Senyumnya menghilang dari layar monitor dengan program Fruity Loops 3.

Abstrak. Aku suka kisah perjalanannya dan setiap antusiasme yang dia tunjukkan kala bercerita pengalaman dari kota ke kota.

Sejak pertama. Aku sudah menduga dia akan menjadi bunga yang cantik dan manis dalam kubangan pencaci, pengumpat dan fanatik misogini.
Aku percaya apa yang pernah kusampaikan padanya tidak terbuang percuma olehnya.

Hanya saja aku tidak bisa memastikannya untuk saat ini.
Entah dia akan berbelok kemana. Toh dia masih terlalu muda untuk berontak mungkin.

Demi Freud dan Simone de Beauvoir. Jangan jadikan dia santapan bagi para begundal pseudo~reality.
Demi 2pac dan Biggie Jangan biarkan dia terjebak dalam punchline dan rima berbau emas.
Dan wahai warna merah! Lindungi telinganya dari bisikan dajal bermata berlian.

Demi tarian tuhan dan para atheis. Jaga dia Dari siksa yang sengaja dan tidak sengaja aku tanam.

Dunia tanpa cermin Minggu, 11 oktober 2009 (21.44-22.41)

|
Saya bangun pagi tadi sekitar pukul 07.30. badan saya masih terasa pegal basket kamis lalu.

Ide ini sudah terkumpul sejak 2 hari yang lalu setelah mendengar lagu Sade-Bullet Proof Soul.mp3 ditambah pengaruh film CLOSER dan diskusi dengan Peri Kecil saya. Baru terealisasi sekarang ditengah kesibukan skripsi yang menggila.

Lagi-lagi saya merasa tulisan ini penting untuk dibaca/mungkin tidak juga.

Ada yang mengatakan kalau hidup ini seperti permainan catur.

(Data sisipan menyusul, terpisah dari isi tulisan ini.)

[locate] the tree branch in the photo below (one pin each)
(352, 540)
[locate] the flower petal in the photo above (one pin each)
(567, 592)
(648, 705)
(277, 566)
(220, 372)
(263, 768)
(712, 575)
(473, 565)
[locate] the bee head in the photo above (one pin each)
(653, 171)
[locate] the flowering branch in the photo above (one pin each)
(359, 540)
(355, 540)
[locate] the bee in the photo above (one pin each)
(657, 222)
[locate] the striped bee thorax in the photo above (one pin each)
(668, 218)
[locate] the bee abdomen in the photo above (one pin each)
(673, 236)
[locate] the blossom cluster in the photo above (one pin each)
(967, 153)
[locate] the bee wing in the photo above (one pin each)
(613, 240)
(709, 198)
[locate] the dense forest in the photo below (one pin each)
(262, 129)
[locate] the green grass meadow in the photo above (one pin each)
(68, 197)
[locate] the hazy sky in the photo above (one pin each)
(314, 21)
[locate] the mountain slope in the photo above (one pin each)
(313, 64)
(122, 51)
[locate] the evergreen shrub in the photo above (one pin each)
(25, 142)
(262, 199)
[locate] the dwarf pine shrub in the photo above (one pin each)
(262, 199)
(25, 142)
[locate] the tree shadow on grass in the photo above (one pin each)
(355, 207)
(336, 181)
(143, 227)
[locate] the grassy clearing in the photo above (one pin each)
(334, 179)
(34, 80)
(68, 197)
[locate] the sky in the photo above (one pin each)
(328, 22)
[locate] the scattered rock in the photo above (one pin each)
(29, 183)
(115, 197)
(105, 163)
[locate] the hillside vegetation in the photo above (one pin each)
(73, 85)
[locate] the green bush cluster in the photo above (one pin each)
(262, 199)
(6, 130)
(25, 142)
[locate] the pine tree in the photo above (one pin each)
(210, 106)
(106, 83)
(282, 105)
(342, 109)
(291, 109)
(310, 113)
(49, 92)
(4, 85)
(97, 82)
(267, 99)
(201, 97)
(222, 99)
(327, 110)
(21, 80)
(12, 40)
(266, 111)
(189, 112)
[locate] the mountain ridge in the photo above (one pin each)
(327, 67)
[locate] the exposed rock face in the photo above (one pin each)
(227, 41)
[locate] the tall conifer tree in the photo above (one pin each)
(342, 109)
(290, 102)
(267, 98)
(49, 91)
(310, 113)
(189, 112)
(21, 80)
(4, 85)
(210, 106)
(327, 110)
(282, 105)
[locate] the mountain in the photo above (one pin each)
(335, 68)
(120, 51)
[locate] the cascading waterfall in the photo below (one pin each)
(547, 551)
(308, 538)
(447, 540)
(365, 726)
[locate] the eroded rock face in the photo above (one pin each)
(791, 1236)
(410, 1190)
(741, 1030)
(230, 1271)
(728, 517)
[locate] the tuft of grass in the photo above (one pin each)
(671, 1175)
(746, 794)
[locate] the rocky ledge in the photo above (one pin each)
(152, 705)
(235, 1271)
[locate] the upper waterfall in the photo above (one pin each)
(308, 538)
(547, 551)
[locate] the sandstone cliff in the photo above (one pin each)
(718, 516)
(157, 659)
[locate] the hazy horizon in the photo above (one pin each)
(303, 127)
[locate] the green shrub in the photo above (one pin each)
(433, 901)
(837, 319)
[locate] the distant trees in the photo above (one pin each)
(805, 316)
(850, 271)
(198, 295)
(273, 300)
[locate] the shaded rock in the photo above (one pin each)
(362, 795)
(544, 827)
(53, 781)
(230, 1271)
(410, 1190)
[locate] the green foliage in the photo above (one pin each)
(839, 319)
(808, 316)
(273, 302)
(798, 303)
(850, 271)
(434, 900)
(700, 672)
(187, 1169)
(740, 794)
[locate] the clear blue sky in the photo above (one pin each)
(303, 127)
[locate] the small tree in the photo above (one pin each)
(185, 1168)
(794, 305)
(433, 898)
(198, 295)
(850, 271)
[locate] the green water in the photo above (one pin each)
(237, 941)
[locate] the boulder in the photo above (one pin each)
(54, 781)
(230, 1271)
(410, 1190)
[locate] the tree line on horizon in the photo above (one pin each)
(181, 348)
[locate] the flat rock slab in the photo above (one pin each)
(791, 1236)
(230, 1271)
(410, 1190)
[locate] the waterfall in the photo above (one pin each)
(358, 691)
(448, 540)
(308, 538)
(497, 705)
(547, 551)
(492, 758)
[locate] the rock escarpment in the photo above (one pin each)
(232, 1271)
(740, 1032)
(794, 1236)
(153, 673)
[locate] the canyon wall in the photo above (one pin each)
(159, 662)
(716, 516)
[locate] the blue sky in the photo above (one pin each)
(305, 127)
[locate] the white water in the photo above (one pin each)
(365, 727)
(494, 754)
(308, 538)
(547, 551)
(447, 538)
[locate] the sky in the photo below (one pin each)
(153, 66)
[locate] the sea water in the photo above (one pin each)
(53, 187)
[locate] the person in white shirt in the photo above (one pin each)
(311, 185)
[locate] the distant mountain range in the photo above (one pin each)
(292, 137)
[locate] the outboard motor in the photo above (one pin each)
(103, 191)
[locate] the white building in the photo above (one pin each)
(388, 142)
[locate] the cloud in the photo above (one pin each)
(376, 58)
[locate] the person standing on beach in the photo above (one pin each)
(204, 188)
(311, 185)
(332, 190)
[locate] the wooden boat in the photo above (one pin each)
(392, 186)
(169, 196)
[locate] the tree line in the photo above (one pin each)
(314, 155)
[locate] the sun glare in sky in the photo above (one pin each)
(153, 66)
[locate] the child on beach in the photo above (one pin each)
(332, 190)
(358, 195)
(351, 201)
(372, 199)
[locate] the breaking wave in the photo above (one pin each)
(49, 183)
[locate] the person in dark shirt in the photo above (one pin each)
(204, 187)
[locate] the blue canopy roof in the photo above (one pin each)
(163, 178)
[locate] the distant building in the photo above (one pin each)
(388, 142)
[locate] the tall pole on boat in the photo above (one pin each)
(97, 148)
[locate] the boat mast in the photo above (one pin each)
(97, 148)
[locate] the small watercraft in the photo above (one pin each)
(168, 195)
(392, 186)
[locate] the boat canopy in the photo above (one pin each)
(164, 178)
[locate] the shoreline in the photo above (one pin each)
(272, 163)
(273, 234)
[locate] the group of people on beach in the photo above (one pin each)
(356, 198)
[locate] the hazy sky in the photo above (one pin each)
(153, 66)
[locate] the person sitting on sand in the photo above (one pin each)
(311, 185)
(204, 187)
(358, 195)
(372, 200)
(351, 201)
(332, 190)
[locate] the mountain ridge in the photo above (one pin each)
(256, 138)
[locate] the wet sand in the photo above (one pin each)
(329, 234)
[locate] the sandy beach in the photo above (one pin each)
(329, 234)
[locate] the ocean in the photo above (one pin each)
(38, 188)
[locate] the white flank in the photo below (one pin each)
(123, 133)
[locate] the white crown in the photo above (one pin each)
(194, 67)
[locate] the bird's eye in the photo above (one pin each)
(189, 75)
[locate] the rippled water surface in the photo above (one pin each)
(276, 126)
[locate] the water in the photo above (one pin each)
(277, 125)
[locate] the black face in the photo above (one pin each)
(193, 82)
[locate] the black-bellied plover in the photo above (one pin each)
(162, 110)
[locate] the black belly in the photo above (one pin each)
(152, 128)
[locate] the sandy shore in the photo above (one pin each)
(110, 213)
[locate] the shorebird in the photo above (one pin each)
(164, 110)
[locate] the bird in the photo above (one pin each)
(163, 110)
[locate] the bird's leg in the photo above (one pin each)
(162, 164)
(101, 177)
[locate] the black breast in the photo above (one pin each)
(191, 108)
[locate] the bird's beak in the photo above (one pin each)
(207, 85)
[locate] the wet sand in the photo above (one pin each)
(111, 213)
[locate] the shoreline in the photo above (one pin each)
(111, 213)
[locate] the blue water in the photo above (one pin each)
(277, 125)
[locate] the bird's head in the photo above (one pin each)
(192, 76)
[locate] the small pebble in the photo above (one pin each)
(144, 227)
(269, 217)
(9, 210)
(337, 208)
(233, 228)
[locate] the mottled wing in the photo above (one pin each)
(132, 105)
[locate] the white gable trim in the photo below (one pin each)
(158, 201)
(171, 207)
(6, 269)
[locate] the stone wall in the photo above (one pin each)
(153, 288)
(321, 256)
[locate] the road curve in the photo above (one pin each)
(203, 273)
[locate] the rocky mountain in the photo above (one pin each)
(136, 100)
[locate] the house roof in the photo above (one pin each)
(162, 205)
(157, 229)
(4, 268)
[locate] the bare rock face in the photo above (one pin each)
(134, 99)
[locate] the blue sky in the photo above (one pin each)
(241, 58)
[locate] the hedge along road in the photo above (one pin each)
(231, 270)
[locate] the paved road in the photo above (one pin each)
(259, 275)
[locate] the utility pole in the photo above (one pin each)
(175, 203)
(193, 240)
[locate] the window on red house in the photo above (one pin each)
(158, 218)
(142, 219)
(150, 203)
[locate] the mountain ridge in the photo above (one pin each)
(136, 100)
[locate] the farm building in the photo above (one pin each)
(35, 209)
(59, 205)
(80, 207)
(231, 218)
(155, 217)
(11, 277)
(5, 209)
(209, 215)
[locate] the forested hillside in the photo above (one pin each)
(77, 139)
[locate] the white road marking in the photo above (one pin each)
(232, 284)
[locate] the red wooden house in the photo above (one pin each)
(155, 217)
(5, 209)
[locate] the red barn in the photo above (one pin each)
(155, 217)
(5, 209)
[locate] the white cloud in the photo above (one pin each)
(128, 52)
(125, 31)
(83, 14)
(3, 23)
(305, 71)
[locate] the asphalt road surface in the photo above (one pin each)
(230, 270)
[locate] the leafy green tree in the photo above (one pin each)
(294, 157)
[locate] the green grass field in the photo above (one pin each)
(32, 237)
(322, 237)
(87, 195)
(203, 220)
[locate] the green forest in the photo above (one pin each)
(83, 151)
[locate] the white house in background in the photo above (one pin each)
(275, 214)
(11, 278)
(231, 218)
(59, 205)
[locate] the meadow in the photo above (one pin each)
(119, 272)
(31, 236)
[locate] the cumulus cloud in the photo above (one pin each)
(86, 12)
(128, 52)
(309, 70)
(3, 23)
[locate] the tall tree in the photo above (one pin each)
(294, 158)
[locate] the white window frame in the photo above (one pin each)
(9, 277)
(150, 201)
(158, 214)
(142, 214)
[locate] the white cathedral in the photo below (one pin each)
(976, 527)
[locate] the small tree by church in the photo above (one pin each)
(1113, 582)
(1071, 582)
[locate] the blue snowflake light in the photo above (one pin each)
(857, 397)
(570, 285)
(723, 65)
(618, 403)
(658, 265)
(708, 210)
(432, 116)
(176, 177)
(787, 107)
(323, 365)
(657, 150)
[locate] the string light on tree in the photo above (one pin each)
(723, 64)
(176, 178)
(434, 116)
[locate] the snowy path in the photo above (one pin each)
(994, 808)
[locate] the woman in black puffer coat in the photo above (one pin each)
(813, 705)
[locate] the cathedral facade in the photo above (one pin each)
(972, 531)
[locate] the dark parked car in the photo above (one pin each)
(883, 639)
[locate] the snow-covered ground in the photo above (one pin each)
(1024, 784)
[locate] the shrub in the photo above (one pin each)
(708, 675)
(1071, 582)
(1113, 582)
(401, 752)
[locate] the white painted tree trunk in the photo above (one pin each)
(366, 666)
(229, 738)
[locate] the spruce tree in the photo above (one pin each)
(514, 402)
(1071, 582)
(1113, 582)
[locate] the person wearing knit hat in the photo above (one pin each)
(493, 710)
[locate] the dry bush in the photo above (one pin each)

Setiap langkah harus dipikirkan dengan seksama dan hati-hati.

Baiklah. Cukup basa-basi di atas basa-basi.

Pernahkah kamu membayangkan sebuah kehidupan. Ya. Sebuah dunia tanpa cermin.

Kamu tidak tahu seperti apa wajah kamu. Dunia tanpa pantulan wajah. Air tanpa pantulan wajah. Narcissus tenggelam di danau akibat kekagumannya pada wajah sendiri.

Coba sekarang kamu berkaca. Atau kamui boleh lihat gaya andalan foto kamu di HP, folder foto di computer atau album foto jaman dahulu.
Nikmati metamorfosa wajah, mimic dan gesture yang kamu punya.

Saya bisa membayangkan dunia tanpa cermin.

Saya, kamu, kita: tidak tahu seperti apa wujud maupun wajah sendiri.
Saya, kamu, kita: hanya bias melihat wajah orang lain.
Lupakan ratu kecantikan dan pria idaman.
Lupakan gadis sampul dan iklan macho celana dalam pria.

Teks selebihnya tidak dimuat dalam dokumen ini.